まず、顧客接点をすべて統合していくことが重要だと思うんです。広告を出すことも、最後にCRMでお客様とコミュニケーションするというところも顧客接点ですが、実は部署ごとに分断していて。まず横ぐしを通して、一人のお客様に対して一気通貫してコミュニケーションをしっかり取ります。コミュニケーションをしっかりとるというのは、ブランドのアイデンティティや、ブランドの体験といったところをすべて同じにしないといけないわけです。首尾一貫したお客様に対しての想い・哲学を持ちながらも、顧客の接点は全部統合して行って、お客様に提供できるようにしていきます。
―ファッション業界、セレクトショップ業界の中でユナイテッドアローズさんの一番の輝きは、どのような点だと思いますか?
ユナイテッドアローズの強みは、目に見えるものが少ないことです。入社する前から、“何となくこうだろうな”という仮説はあったんですけれど、入社してやはりそうだなと思ったことがあります。たとえば品質に対するこだわりは、ECの面だけ見ていたら分からない。たとえばボタンダウンのシャツを買って洗濯を10回すると、やはり違うわけですよ。そこが品質に表れるんです。
あとは接客の良さですね。つかず離れずとか、いろいろなキーワードがあるんですけど、その良さはお店に行かないと体験できないわけじゃないですか。買ったことのないお客様に伝えるのが、非常に難しい。だからお店で体験してもらうことが重要だと思っていて。おそらくECの企業になることはないと思いますし、店舗とリアルの接点をどのように使うか。またデジタルに来ていただいた時に、どう体験してもらうかといった設計は、しっかりやるべきだと思っています。
―私は20、30代の時に、二子玉川のユナイテッドアローズでずっとスーツの仕立てをお願いしていました。その時の接客経験が心に残っていて。その上質な店舗の体験を、どうECに持ってくるか。これはなかなか至難の業のような気がするんですけれど、どのようにお考えでしょうか?

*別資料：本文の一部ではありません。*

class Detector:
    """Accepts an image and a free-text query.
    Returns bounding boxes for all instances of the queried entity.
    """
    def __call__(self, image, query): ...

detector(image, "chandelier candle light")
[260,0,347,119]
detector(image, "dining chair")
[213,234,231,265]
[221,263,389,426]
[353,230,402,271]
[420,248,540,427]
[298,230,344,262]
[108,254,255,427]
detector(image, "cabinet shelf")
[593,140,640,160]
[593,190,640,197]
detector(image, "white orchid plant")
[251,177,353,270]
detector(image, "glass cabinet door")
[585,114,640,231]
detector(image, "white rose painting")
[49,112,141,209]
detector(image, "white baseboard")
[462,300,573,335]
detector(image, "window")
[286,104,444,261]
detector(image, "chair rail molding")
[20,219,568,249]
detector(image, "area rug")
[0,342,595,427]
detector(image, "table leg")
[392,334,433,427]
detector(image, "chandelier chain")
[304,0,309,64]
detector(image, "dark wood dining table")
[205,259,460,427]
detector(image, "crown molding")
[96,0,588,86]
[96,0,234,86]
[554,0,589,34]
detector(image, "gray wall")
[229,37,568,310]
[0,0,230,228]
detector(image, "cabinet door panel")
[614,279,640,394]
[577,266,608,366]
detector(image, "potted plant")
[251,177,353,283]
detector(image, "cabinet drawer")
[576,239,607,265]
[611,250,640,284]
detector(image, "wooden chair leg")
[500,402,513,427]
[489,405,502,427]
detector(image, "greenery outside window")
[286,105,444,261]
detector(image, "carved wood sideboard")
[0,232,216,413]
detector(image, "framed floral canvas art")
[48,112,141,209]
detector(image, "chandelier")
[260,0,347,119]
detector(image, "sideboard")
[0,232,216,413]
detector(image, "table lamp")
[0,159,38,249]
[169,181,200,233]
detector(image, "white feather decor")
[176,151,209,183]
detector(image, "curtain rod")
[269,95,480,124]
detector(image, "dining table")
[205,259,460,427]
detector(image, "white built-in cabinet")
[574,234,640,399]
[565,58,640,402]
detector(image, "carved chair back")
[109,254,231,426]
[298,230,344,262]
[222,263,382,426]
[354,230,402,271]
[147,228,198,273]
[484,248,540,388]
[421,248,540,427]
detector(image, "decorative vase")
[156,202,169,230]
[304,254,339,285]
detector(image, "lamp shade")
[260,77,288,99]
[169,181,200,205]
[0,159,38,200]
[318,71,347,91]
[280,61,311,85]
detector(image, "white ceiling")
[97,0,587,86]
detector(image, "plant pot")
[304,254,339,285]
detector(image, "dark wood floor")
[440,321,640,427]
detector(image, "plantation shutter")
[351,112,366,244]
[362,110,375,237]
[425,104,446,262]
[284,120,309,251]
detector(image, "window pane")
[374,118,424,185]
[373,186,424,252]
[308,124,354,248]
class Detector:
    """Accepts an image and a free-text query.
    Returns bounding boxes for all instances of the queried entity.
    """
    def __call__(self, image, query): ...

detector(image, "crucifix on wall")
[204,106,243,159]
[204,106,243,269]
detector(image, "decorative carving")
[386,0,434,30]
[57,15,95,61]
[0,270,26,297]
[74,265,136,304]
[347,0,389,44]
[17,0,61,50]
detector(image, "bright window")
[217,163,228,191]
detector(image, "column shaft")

ECでお客様が体験したいことと店舗で体験したいことは、まったく違うと思っています。あと我々の場合はその店舗の実体験みたいなものを感じていただきたいので、たとえECで買っていても見ていても、「店舗に来てください」というコミュニケーションをしっかりやるわけですね。
たとえばEC上で出ているものを、“店舗で試着できます”といった仕掛けは重要だと思っています。なぜならそこで店舗体験ができるので。データでも出ているのですが、ECで買い続ける人よりも、店舗を何回か使う人の方が絶対的にロイヤルティは高いんですよね。店舗だとスタッフの人と話をして、納得のいく買い物ができるじゃないですか。ECは20年くらいやっていますが、ECだけで買うと、納得のいく買い物にはやはり事足りていないような気がしているんです。
―まずはこの数字を見るべきだ、みたいなものがあれば、アドバイスとしてお願いします。
ショップの方であれば、自分が所属しているお店のお客様のデータでしょう。さきほどの二子玉川のお話もそうなんですけれど、お店はその土地に根差すものなので、二子玉川にはユナイテッドアローズで買っていただける可能性のあるお客様は、何人いるのかということは、まず知っておいた方がいいですよね。“二子玉川のお店の周辺駅に住んでいらっしゃる方の中で、ファッションに興味があり、かつこういうテイストに興味のある人は、何人くらいいるんだろう?”と想像した方がいいと思います。そのうち何人ぐらいが、年間でお客様として来店をしていて、何人ぐらい買っていただけるのかは、割り算すれば何パーセントかが出てきます。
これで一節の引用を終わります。